Having doubled production over the past two years, Cub Energy is steadily shedding its status as a junior E&P company and maturing into a real player on Ukraine's natural gas market. Demand prospects in Ukraine and high local gas prices offer the right conditions for the company to continue unlocking reserves.

The 85% slide in the company's share price over 2014 was mainly driven by investor concerns regarding Ukraine risk and the country's stability. Due to Ukraine's heightened military and economic risks we initiate coverage of Cub Energy with a HOLD recommendation, even though out 12-month target price of USD 0.052 per share implies 161% upside to the current price.

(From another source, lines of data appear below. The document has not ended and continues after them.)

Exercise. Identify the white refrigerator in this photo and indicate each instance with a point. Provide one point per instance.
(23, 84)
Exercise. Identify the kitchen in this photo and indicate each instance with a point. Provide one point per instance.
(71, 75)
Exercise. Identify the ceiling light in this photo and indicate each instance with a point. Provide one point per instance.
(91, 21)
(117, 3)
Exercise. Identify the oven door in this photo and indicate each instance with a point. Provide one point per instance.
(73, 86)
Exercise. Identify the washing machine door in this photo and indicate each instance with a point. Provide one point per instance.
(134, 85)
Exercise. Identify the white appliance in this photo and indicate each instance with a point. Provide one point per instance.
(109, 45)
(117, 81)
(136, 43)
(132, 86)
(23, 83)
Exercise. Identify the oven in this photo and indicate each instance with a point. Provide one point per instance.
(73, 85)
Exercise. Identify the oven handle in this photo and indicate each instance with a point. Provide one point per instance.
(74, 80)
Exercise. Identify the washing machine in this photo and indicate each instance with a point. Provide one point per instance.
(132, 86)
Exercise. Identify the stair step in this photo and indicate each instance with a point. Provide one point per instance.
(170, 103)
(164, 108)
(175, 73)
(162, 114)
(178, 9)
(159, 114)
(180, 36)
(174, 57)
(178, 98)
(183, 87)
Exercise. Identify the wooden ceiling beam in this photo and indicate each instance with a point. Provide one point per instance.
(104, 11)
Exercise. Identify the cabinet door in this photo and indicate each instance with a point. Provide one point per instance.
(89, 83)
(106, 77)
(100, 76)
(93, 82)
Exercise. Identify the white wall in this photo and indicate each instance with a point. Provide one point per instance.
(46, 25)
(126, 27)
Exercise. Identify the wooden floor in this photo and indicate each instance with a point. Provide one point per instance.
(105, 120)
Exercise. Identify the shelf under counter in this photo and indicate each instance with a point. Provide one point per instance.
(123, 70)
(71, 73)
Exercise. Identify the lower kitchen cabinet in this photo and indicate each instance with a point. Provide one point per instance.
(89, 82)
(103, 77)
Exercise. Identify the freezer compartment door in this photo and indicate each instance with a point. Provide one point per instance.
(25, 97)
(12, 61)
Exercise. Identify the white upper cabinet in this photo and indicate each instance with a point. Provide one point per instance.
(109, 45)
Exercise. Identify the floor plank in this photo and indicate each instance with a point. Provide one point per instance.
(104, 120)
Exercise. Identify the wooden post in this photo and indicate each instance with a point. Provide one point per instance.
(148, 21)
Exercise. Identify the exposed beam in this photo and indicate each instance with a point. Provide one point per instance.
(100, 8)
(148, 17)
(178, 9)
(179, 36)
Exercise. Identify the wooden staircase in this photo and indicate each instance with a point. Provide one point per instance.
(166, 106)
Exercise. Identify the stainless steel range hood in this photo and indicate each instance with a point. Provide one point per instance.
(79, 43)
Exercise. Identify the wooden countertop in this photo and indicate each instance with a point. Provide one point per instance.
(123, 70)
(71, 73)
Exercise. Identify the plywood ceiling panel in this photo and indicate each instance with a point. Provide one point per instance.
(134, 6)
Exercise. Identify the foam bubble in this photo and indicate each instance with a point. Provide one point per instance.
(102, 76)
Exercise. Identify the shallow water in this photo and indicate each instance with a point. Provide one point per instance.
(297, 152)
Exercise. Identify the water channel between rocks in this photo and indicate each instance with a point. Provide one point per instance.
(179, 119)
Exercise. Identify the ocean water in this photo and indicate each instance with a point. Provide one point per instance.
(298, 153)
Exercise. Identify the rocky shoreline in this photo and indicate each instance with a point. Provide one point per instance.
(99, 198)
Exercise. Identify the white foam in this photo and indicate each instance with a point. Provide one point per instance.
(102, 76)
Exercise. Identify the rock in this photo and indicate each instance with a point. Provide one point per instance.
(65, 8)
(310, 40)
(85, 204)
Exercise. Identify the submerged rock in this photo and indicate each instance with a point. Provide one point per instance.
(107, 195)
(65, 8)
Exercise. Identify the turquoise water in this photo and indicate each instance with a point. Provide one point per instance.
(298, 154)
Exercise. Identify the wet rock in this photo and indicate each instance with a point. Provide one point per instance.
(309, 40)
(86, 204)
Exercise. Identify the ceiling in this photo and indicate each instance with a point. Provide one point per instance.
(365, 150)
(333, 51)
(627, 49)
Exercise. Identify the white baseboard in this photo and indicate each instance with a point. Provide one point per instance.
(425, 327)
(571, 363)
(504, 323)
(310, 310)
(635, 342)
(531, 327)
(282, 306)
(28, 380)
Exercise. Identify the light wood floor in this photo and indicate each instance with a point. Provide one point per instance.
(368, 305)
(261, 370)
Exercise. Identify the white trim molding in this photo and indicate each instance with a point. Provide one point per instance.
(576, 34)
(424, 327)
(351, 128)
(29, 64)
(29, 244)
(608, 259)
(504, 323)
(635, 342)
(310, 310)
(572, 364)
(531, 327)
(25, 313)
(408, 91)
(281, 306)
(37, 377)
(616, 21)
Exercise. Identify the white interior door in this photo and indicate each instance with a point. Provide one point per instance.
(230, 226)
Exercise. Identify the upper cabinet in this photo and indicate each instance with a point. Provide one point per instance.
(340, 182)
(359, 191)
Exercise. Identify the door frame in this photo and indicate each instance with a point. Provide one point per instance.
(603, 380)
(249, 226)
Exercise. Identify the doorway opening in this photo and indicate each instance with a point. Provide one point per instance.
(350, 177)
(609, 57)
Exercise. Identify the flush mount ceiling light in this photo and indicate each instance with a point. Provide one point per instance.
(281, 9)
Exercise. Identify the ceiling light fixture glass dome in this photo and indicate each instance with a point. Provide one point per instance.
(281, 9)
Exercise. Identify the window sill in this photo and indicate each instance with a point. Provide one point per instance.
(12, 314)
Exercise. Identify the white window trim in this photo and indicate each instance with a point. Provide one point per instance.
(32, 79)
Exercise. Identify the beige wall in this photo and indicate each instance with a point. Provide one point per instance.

  • The launch of production at seven new wells in 2013 and 2014 has boosted output to record highs. As of end-2014, the company's exit rate is up 16% yoy at 2,407 boe/d. In 11M14, Cub was the 7th largest independent gas producer in Ukraine with a 4% market share.
  • Even though the average netback decreased 18% yoy in 9M14 due to both an increase in operational expenses and a hike in tax rates in Ukraine since August, it is still estimated at an attractive USD 30.4/boe in 2014. The tax rates will remain elevated in 2015 and as a result we see the average netback sliding to USD 15.9/boe in 2015E. Local gas prices are tied closely to import prices, which rose more than 30% over 2014 due to the gas dispute with Russia. However, the decline in global oil prices over the past couple of months implies gas prices will adjust accordingly, with a bit of lag.
  • Cub is ramping up operations in Western Ukraine. Its 100%-owned RK field accounted for an estimated 17% of total production in 2014 (vs. 8% in 2013) after the launch of the new RK-22 and RK-21 wells. Additionally, the company launched a new RK-23 well in December 2014 and we see the share of gas produced in the west growing to 28% in 2015 and 2016. The greater focus on the western assets will mitigate the risks related to assets in Ukraine's east (E&P company KUB-Gaz in which Cub owns a 30% working interest).
  • Ukraine's parliament approved abnormally high royalties for gas E&P companies for 2015. The tax rate has been set at 55% for gas extracted from wells up to 5,000m, which applies to all of Cub's wells. The rates were initially increased from 28% in August 2014 and the hike was to have been temporary. However, fiscal considerations have outweighed the economic arguments and the rate was not scaled back. Conservatively (for valuation purposes), we assume the 55% rate will remain through end-2016 and slashed to 28% from 2017. At the same time, we believe there is a good chance the tax will be reduced from 2016 because the current rate creates strong disincentives for exploration activities.
  • Cub shares are trading at 2.1x EV/1P and 1.4x EV/2P, a 87-92% discount to international peers and a 37-56% discount to local E&Ps after losing 85% over 2014 and 34% since the beginning of 2015. We value Cub Energy using only core NAV and adjust the valuation of the company's assets in Eastern Ukraine by 70% to incorporate the risks and uncertainty caused by ongoing military conflict.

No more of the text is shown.